Reproducing swebench-lite results

Question

Reproducing swebench-lite results

Opened this issue 5 months ago · 5 comments

justinchiu-cohere commented 5 months ago

Thanks for releasing the repo, as well as the trajectories for swebench-lite! I am trying to reproduce the results with gpt-4o, but am seeing a fix rate of 59/300, as opposed to the 27.33% reported.

Other than the --plausible flag in rerank, are there any other possible causes for this?
Did you notice a large amount of variance between runs?
I changed the prompts slightly, adding a sentence before # Examples to clarify that we are giving output examples. Could this lead to large changes in resolution?

Answer 1 · 2024-08-19T15:53:27.000Z

Hi Justin

We had ran agentless multiple times ourselves and the while the results have some variance, it should not be as large as down to 59/300. I would expect a range between ~70s/300 to ~80s/300 (even without plausible flag). As a reference you can see that recently OpenAI had ran our configuration and got 24.3% and it seems they only generate 1 sample per bug.

Please check your configurations are correct, you can refer to the README_swebenchlite.md file to completely recover our experimental settings.

Thanks

Answer 2 · 2024-08-21T20:30:38.000Z

I tried a fresh clone, and ran the commands in README_swebenchlite.md again. However, after the repair step I'm seeing wc -l results/repair_run_1/output.jsonl == 284, as opposed to the expected 300 in the v0.1.0 release. Oddly, this is also true for results/repair_run_2/output.jsonl as well.

I'll debug a bit more, try evaluating the locations, and also try feeding in the locations from the v0.1.0 release to the repair step instead. Could oai gpt outages cause some of the prompts to fail midway, but be labeled as completed and thus not run again on a subsequent repair call?

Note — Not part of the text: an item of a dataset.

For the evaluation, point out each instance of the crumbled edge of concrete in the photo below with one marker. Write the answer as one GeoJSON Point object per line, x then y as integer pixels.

Answer 3 · 2024-08-25T14:04:09.000Z

I noticed you added a lot of new models like deepseek and gpt-4o-mini, do you have a reference evaluation result on these models? Similar to Justin, I can't seem to fully reproduce the reported performance. But the high cost prevents me from running gpt-4o multiple times.

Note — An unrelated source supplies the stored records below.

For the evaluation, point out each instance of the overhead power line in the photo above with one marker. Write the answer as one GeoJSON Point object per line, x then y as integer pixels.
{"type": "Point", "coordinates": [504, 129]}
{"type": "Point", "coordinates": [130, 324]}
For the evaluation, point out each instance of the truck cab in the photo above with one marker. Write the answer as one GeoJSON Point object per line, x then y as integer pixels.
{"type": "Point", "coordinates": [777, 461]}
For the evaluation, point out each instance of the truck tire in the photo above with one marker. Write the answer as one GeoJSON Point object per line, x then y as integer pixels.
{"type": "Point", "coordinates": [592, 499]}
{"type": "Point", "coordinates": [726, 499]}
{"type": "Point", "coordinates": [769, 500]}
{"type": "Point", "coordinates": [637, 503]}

Answer 4 · 2024-10-07T00:08:01.000Z

I am also very curious about the gpt-4o-mini results. Any follow-up updates on that?

Answer 5 · 2024-12-12T16:14:38.000Z

I am also having trouble reproducing the swebench-lite results with my initial run. I plan to continue working out any possible issues or oversights from my end.

The swebench README has a lot of information and many commands. There are even commands to run (related to "additional repair commands") that are hidden as the section must be expanded. Due to at least this specific repair phase, it seems simply copy and pasting the commands from the README would not work in replicating the swebench-lite results (based on my understanding of the repair phase generated from the 4 sets of edit locations, and then the README only contains commands for running the selected regression tests on the first set of repairs/edits).

I am expecting that at least my own issues in replication arise from my unfamiliarity and limited understanding of each of the many steps, and thus the ability to run the correct commands. Somehow I run into errors in the scripts as well. I wonder if others have the same issue.

Providing a bash script with the exact commands to run that produced your exact results on the leaderboards would help users including myself out with reproduction. Is this possible? Also if anyone in the community can share your bash script here or in a PR that would be greatly appreciated.